If nurses had taken industrial action, she argued, they might have enjoyed better terms and conditions. Nursing pay has fallen by 14% in real terms since 2010, she said, with one in five now taking a second job to make ends meet.

A London Tube driver, she argued, earns on average £49,673 a year, with train drivers getting between £35,000 and 60,000. A degree educated staff nurse working in a busy A&E department would earn £21,692 on average. An experienced neonatal intensive care nurse earns £26,071.

She told the debate: “This suggests that without action there’s an obvious lack of value placed on their critical roles.

“Nurses love their jobs but it is a career often seen by others as a vocation, almost a calling. But let’s not be under any romantic illusions. These are professionals and these “angels” [a term often used to describe nurses in the UK, dating back to a 1970s TV drama about student nurses] need to eat and pay their bills.”

Davies mentioned that nurses in most Scandinavian countries have taken strike action, and health services there are known to be of high quality and revered around the world, Nurses there are “appropriately rewarded,” as they are in Australia, where nurses campaigned to legislate for patient/nurse ratios and took industrial action.

“As a result of these strikes is that patients in some states of Australia can be absolutely assured there are enough qualified staff to care for them and keep them safe.” she said.

“Research has shown that this also proves the outcome of their treatment. That means whether you live or die. There is no such assurance in this country.”

So why haven’t UK nurses been on strike? It is now more than 20 years since the college scrapped its no-strike clause in opposition to local pay bargaining being imposed by the then Conservative government.

Since then RCN’s ruling council has been asked to authorise limited forms of industrial action on a few occasions, but the dispute in question was resolved in advance of any action being called. Does this demonstrate the power of negotiation. Are nurses less militant? Or does it mean that nurses care more about patient safety than their medical colleagues?

Introducing the debate and proposing the motion This House would prioritise public safety over the right to strike, first year undergraduate Dominic Hopkins-Powell implied the latter. He argued that on the day of the first junior doctor strike in January, 3000 non-essential surgical operations were cancelled on 13 January.

“The safety of 3000 people was directly affected by the junior doctors stirke. Three thousand people’s quality of life was directly affected,” he said.

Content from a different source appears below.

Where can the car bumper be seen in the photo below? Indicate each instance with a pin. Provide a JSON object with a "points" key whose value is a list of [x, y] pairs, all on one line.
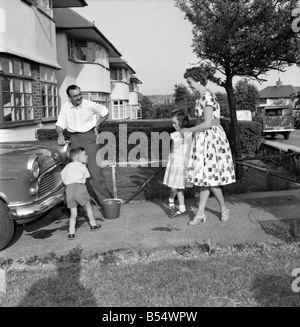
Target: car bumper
{"points": [[278, 130], [29, 212]]}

But he pointed out that this equates to just one in ten operations due to happen that day. “Only one in ten. This shows that the strike action is ineffectual. A strike relies on the very premise that is causes as much chaos as it can.”

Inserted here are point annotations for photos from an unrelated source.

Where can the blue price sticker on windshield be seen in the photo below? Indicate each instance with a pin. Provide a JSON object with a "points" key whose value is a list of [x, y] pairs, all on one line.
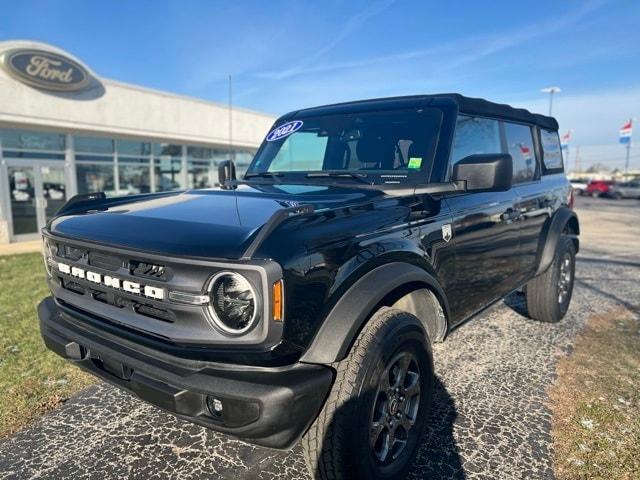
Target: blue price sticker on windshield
{"points": [[284, 130]]}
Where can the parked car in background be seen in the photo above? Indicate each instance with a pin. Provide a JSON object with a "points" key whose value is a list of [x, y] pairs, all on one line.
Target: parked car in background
{"points": [[579, 185], [598, 188], [625, 190]]}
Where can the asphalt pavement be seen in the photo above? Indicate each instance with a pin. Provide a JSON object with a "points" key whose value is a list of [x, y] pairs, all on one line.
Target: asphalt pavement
{"points": [[490, 418]]}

Hopkins-Powell went on to argue that striking junior doctors constituted just 10% of the NHS workforce, proving that the strike had been a failure. This ignores the fact that so-called “sympathy strikes” were banned as a result of Margaret Thatcher’s Employment Act 1980. Jeremy Corbyn has pledged to overturn the law if Labour wins the next General Election. And how likely are nurses, healthcare assistants and NHS porters likely to ballot on strike action in support of doctors, even if they could (or vice versa, for that matter).

 

Former Conservative MP Brooks Newmark, supporting the motion, told the debate: “Patient groups are arguing that it’s unethical for doctors to put patient care at risk over their own pay terms.

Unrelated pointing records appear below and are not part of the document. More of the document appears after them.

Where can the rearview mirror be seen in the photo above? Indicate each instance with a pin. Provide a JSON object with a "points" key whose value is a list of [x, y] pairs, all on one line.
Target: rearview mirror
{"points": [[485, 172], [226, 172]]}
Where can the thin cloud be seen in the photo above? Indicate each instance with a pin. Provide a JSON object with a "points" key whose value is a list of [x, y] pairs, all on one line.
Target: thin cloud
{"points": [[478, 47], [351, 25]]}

“At some point, either through final arbitration or with the government of the day, they have to deal with this issue. The government has a duty to prioritise public safety over the right to stike. Each and every one of you would expect no less from the government of the day, whether Conservative or Labour.

He reminded the union of comments made by Aneurin Bevan in the House of Commons in the face of BMA opposition to the establishment of the NHS in 1948.

Bevan said: “We do not object to and never have objected to the doctors expressing their opinions freely. We do not object to the BMA recommending to doctors not to take services under this scheme.

“What we do take exception to is the organised sabotage. It must be clear to everybody that if there is one thing that we must assert, it is the sovereignty of parliament over any particular section of the community.

“We have not made the BMA House into another revising chamber. We have never accepted the position that this House be dictated to by any section of the community.

“The government of the day, while respecting the right of some to strike, has also a responsibility and a duty to prioritise public safety over one section of our community’s right to strike.”

David Payne is digital editor, The BMJ

Competing interests: My partner works at the RCN and showed me the YouTube footage of Janet Davies at the Oxford Union.